It is that time of the year again! Where did it go? Out the window most would say... but to me, it has definitely felt much longer than a single year to. I would tend to think most of the world would have similar sentiments.

Personally, this has been a rollercoaster of a year. From starting a new job just shy of the start of 2020, to a much more scaled down holiday season, many good and not-so-good events have taken place in my life; however, I would like to keep this post a light as possible, when looking back on the year. Like most writing these type of blog posts, I hope to gain some insight with this passing of 2020.


A Brief Look Back

As a person with many interests, I had a number of things I wanted to accomplish this year; however, things don't always go according to plan...

My list of goals looked something like this:

  • Read more
  • Music more
  • Art more
  • Code more
  • Family more
  • more, more, more...

Some would say there are too many here, and I agree wholeheartedly. I started reading Atomic Habits near the end of the year. While I am still in progress, I have already learned a lot about how I should start to frame my goals.

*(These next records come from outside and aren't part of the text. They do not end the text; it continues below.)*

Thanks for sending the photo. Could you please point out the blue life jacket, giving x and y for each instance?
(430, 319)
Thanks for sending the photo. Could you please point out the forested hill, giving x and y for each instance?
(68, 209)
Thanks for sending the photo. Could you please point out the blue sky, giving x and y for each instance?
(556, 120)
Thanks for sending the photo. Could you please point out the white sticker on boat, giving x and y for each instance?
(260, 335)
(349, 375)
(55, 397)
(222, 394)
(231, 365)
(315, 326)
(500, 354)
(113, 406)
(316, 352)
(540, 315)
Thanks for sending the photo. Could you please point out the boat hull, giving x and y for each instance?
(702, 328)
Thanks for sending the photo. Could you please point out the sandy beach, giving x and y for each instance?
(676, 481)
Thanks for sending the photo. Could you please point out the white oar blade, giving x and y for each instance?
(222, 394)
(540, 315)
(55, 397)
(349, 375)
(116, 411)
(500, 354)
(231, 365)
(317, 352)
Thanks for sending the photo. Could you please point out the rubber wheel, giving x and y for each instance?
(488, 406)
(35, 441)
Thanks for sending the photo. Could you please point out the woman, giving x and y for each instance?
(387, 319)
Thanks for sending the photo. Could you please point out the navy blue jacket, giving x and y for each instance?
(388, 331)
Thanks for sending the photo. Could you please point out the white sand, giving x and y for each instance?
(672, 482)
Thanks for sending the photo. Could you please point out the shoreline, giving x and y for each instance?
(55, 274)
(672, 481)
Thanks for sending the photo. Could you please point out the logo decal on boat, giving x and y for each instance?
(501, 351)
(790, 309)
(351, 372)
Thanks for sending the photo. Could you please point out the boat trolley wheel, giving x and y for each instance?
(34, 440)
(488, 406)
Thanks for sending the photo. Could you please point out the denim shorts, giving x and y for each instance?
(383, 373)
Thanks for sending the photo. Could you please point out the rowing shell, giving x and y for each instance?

Positive with a Side of Negative

Taking the successes along with the failures into account (as we all should), I was able to complete parts of all of the above goals. I read more than one book a month even though my goal was 20 for the year. I definitely didn't play my guitar as much as I wanted to. Though I did play it more because I put one next to my desk and picked up my kid's guitar at random times. I did some painting of minis, sketching, and coloring throughout the year, but I didn't stick to my plan to do it every Tuesday night. As a result, I have a growing backlog of miniatures to work on this upcoming year. I took, but did not edit a TON of pictures this year with my Sony DSLR and a few new lenses. I was also unable to do as much pixel art as I wanted to this year; however, I did start working on*rebuilding a game with my good friend in Godot Engine. As such, I ended up redesigning the player character a bit. Due to starting a new career with Hyatt as software developer (in test) I was able to code a ton this year. As a side effect of COVID, I was able to spend a ton of time with my kids due to remote learning. Although, it never feels like I spend enough time with them still. As far as streaming goes, I was able to get my first payout from Twitch after being an affiliate for over a year.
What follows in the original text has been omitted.